A post mortem report by Consultant Pathologist at Addenbrooke’s Hospital Dr Roshina Ahmed stated: “This 35-year-old lady has died from metastatic malignant melanoma. The postmortem examination showed deposits of metastatic tumour in the brain, right lung, both ovaries and a paratracheal lymph node.
“Tumours in the front lobe are known to cause behavioral and emotional changes.”
A toxicology test showed Penny had drugs in her system other than prescribed antidepressants “consistent of therapeutic use”.
Mrs Dubben said she rescued her daughter and took her into her home in Cambridge after Penny became a victim of domestic abuse after marrying an abusive husband in Malta more than 16 years ago.

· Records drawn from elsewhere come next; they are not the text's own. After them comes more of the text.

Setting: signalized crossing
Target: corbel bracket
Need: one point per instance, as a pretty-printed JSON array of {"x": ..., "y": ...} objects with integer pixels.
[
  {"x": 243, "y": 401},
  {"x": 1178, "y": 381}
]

She, her 74-year-old husband Derek Dubben and Penny had only decorated her council flat nine weeks before she died.
Mrs Dubben, referring to bruise marks on Penny’s arms the post mortem confirmed happened after she left hospital, said: “I think there should have been an inquest – I spoke to the coroner and she said the police said no inquest because there’s no was third party involvement but I believe deep in my heart there was.
“Something somewhere else doesn’t add up, I feel someone is covering for someone.
“The police are wrong to say no third party involvement. I’m not saying she didn’t die of that (cancer) but she could have been roughed up before her death.
“It’s like somebody had grabbed hold of her.
“I’m still bringing it up with the police now but they don’t want to answer that.
“I would have liked to have those minutes because there’s a lot of things I would never know.”